There may be some other better explanations for why this happens though.


----------



## tugcee

http://forum.wordreference.com/showthread.php?t=958856 check it out!
 It is  about Noun Completion


----------



## gling

ok, that's very convincing- it's clear that numerals (at least in Turkish) are not nouns.

This still leaves the possibility that they are not adjectives either  
(the only reason why I mentioned noun-noun combinations was simply to make the point that not everything that describes a noun is an adjective).

But I don't know if there's a clear way to decide on this.


----------



## Revontuli

Hello Gling,

For example:

kitchen knife = mutfak bıçağı

Here the word ''kitchen'' doesn't exactly describe the second word but it ''completes'' the noun combination.In noun combinations,the first noun is ''genitival/determinative'' whereas the second one is ''defined'' noun. 

But,for example,numerals are nouns when they are used single,but ''adjectives'' when they're followed by a noun.In noun combinations,the first word still remains as noun in the combination.
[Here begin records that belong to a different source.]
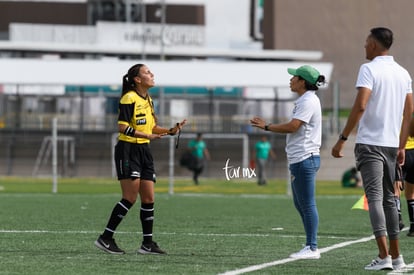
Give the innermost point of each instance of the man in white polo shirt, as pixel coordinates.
(382, 108)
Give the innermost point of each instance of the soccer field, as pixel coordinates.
(202, 233)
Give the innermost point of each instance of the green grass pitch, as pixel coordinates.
(216, 227)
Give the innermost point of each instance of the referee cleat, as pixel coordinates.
(108, 245)
(151, 248)
(380, 264)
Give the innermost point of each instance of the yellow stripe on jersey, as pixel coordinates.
(136, 112)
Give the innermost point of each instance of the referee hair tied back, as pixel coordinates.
(128, 82)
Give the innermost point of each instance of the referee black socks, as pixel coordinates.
(118, 213)
(147, 220)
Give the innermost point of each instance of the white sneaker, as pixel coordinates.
(380, 264)
(306, 253)
(398, 263)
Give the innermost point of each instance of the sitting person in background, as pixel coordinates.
(350, 178)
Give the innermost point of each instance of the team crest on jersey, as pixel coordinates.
(141, 121)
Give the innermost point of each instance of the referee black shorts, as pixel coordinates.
(134, 160)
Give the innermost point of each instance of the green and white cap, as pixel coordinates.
(307, 72)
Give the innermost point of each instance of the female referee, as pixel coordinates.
(137, 126)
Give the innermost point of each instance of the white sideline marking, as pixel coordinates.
(158, 233)
(287, 260)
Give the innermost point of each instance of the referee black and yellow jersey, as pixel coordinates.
(136, 112)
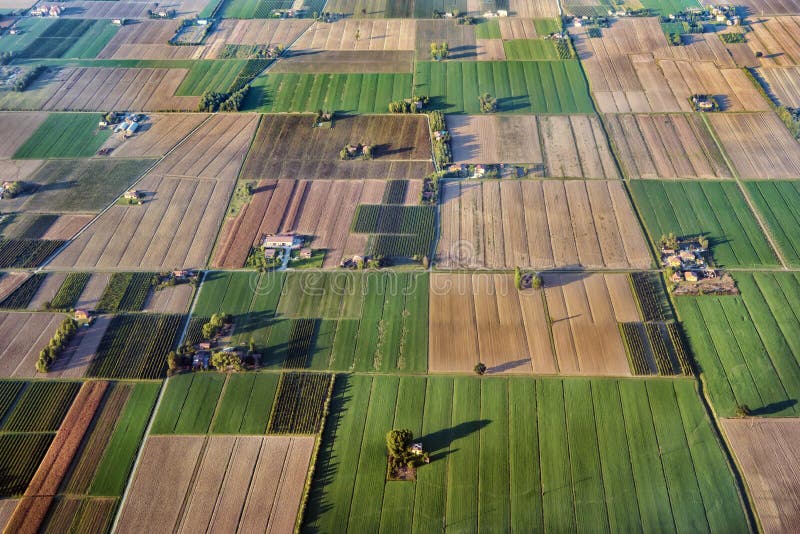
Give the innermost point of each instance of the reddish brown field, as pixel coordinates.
(393, 34)
(633, 69)
(101, 89)
(758, 145)
(666, 146)
(32, 508)
(304, 207)
(15, 129)
(483, 317)
(286, 147)
(249, 483)
(22, 337)
(767, 452)
(539, 224)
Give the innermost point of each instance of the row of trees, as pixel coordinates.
(66, 331)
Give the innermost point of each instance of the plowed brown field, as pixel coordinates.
(666, 146)
(219, 483)
(539, 224)
(768, 454)
(483, 317)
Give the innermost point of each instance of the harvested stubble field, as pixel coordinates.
(344, 61)
(518, 86)
(520, 455)
(715, 210)
(220, 483)
(32, 508)
(777, 203)
(345, 93)
(511, 331)
(80, 185)
(396, 34)
(766, 451)
(148, 39)
(666, 146)
(777, 38)
(362, 321)
(304, 207)
(24, 335)
(156, 136)
(642, 75)
(15, 129)
(539, 224)
(286, 147)
(758, 145)
(758, 366)
(784, 84)
(104, 88)
(569, 147)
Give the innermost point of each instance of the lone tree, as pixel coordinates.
(488, 103)
(398, 441)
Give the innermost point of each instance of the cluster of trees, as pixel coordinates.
(488, 103)
(398, 442)
(26, 78)
(214, 325)
(440, 51)
(409, 105)
(212, 101)
(66, 331)
(441, 142)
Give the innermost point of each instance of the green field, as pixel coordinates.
(611, 455)
(343, 93)
(341, 321)
(70, 38)
(82, 185)
(716, 210)
(201, 403)
(748, 347)
(65, 135)
(210, 75)
(778, 203)
(518, 86)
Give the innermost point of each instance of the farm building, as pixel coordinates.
(282, 241)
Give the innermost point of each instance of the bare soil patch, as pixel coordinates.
(15, 129)
(666, 146)
(758, 145)
(539, 224)
(104, 88)
(304, 207)
(22, 337)
(250, 483)
(287, 147)
(767, 452)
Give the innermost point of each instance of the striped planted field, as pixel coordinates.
(524, 454)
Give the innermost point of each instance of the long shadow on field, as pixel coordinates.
(439, 442)
(775, 407)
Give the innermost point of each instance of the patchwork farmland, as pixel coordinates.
(500, 225)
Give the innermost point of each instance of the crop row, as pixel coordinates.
(676, 338)
(126, 292)
(70, 291)
(636, 346)
(22, 296)
(26, 253)
(136, 346)
(650, 295)
(300, 403)
(41, 407)
(659, 348)
(300, 341)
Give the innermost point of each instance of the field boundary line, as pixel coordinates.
(116, 198)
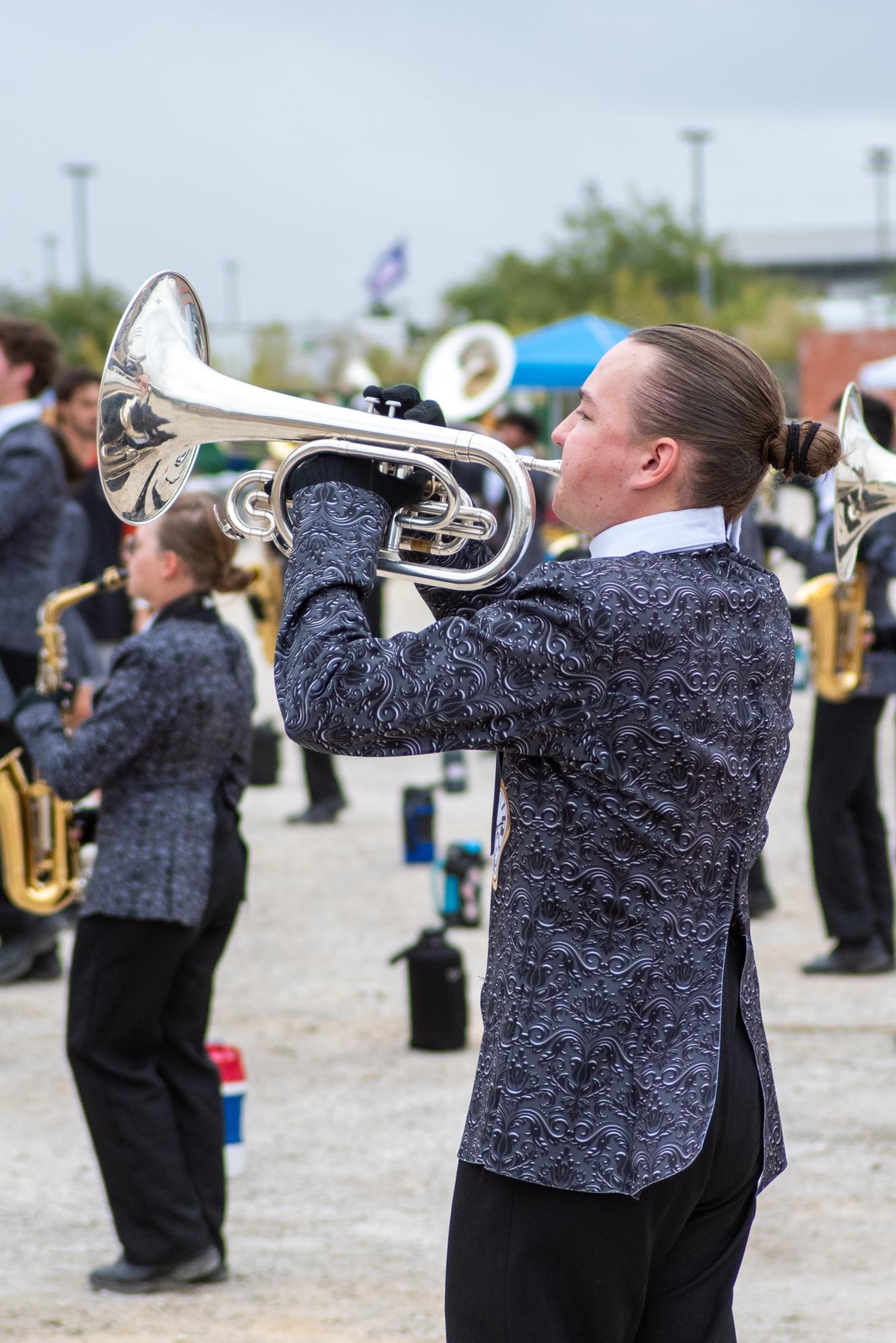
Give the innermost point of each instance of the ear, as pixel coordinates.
(170, 564)
(658, 461)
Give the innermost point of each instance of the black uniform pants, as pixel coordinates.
(139, 1005)
(848, 836)
(531, 1264)
(21, 670)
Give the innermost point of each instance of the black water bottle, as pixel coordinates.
(437, 989)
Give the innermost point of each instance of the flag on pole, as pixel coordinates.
(389, 272)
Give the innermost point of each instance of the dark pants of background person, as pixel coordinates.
(530, 1264)
(321, 779)
(22, 672)
(139, 1003)
(848, 834)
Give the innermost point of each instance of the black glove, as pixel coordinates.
(363, 472)
(32, 696)
(403, 402)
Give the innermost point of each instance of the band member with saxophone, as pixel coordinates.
(32, 501)
(624, 1112)
(170, 747)
(849, 849)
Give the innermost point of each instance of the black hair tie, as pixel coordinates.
(793, 448)
(807, 442)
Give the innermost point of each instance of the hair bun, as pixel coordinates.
(793, 449)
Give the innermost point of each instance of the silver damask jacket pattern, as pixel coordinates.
(172, 726)
(641, 711)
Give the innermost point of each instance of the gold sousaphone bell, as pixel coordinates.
(864, 495)
(159, 401)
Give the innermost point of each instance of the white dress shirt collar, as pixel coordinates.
(18, 414)
(683, 530)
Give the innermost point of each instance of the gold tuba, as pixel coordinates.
(266, 603)
(38, 838)
(838, 621)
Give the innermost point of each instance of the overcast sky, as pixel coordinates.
(303, 139)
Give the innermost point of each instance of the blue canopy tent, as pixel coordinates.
(562, 355)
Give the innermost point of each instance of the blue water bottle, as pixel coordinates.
(418, 813)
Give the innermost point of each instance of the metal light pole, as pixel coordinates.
(50, 257)
(697, 140)
(232, 292)
(880, 164)
(80, 174)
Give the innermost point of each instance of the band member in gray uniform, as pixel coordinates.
(170, 747)
(624, 1112)
(849, 848)
(33, 493)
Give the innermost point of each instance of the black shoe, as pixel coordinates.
(861, 958)
(132, 1279)
(18, 955)
(319, 814)
(46, 967)
(218, 1275)
(760, 901)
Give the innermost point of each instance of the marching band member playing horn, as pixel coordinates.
(170, 747)
(624, 1112)
(849, 850)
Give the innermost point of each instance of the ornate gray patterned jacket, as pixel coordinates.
(641, 709)
(32, 496)
(170, 728)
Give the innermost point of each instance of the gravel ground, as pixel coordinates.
(338, 1226)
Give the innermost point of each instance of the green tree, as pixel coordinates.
(84, 320)
(638, 265)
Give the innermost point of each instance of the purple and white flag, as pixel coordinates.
(389, 272)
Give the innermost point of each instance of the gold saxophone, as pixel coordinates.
(838, 622)
(40, 844)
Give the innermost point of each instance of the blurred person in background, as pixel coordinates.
(33, 495)
(108, 614)
(170, 747)
(849, 848)
(520, 433)
(77, 393)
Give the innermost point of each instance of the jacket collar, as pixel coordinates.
(684, 530)
(194, 606)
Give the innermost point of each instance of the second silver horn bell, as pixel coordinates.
(159, 401)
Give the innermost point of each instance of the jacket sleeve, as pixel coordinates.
(22, 485)
(124, 720)
(505, 675)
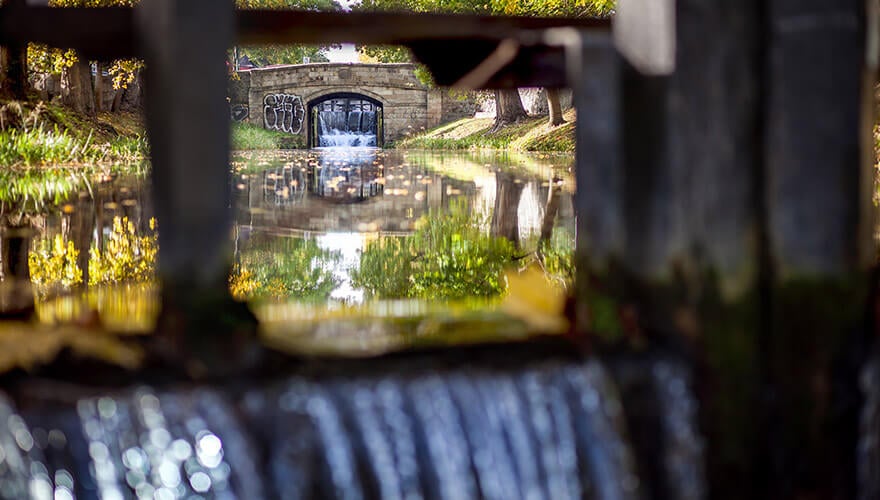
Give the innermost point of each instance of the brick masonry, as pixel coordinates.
(408, 106)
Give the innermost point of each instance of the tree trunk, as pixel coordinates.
(13, 59)
(555, 107)
(508, 108)
(13, 71)
(99, 88)
(79, 93)
(505, 220)
(117, 100)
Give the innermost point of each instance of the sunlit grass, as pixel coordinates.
(251, 137)
(28, 137)
(532, 134)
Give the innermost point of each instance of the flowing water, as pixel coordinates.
(353, 251)
(347, 129)
(546, 429)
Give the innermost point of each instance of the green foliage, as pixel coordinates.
(284, 268)
(286, 54)
(450, 256)
(558, 256)
(564, 8)
(126, 257)
(251, 137)
(27, 138)
(41, 146)
(560, 139)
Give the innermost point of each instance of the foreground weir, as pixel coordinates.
(533, 426)
(724, 216)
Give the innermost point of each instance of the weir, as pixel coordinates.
(348, 121)
(724, 226)
(546, 427)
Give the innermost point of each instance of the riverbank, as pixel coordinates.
(531, 134)
(37, 134)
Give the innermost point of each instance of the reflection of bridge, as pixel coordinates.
(395, 206)
(280, 97)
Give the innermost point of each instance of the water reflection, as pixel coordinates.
(327, 228)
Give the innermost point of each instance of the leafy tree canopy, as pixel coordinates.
(542, 8)
(286, 54)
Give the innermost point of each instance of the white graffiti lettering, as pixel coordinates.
(283, 112)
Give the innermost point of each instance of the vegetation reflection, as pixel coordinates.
(450, 256)
(284, 268)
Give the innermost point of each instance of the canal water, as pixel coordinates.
(320, 238)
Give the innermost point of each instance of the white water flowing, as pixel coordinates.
(352, 129)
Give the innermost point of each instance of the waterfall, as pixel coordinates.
(533, 429)
(347, 129)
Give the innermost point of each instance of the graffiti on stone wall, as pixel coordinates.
(239, 112)
(283, 112)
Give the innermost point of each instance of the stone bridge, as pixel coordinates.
(288, 98)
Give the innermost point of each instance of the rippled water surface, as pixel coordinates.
(326, 241)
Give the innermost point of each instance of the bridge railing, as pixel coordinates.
(723, 188)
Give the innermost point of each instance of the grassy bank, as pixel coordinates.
(251, 137)
(48, 134)
(532, 134)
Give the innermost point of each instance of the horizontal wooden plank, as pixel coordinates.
(108, 33)
(110, 30)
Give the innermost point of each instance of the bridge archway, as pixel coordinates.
(352, 118)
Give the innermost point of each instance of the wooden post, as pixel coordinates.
(726, 215)
(184, 45)
(14, 60)
(818, 160)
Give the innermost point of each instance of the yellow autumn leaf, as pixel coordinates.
(534, 299)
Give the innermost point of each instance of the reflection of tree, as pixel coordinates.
(557, 255)
(505, 220)
(53, 265)
(448, 257)
(284, 268)
(126, 256)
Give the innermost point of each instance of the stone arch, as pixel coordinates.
(326, 92)
(318, 98)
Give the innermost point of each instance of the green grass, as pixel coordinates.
(51, 146)
(532, 134)
(36, 135)
(251, 137)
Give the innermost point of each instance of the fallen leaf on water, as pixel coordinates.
(534, 299)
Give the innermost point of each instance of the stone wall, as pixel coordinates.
(405, 100)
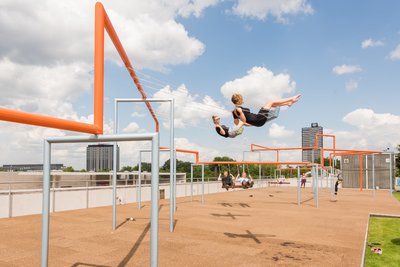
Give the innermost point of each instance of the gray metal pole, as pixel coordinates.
(191, 182)
(175, 182)
(114, 177)
(139, 185)
(259, 170)
(298, 186)
(202, 184)
(46, 204)
(391, 173)
(155, 154)
(366, 172)
(114, 185)
(373, 173)
(316, 191)
(171, 169)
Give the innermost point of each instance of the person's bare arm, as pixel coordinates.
(222, 131)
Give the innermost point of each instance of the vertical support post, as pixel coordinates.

But adjectives,which are descriptive words,become adjectives and then we call these ''adjectival combinations'':

two => noun
*two* girls =>  adjective

red => noun
*red* car => adjective

So what determines if numerals are noun or not is how they're used.


----------



## tugcee

Or a noun completion shows what something is made of.

 Wooden leg: Tahta bacak   leg is made of wood
 Golden watch: Altın saat    watch is made of golden
 Türk malı saat (watch) :watch made in Turkey   ---it shows where it was made


----------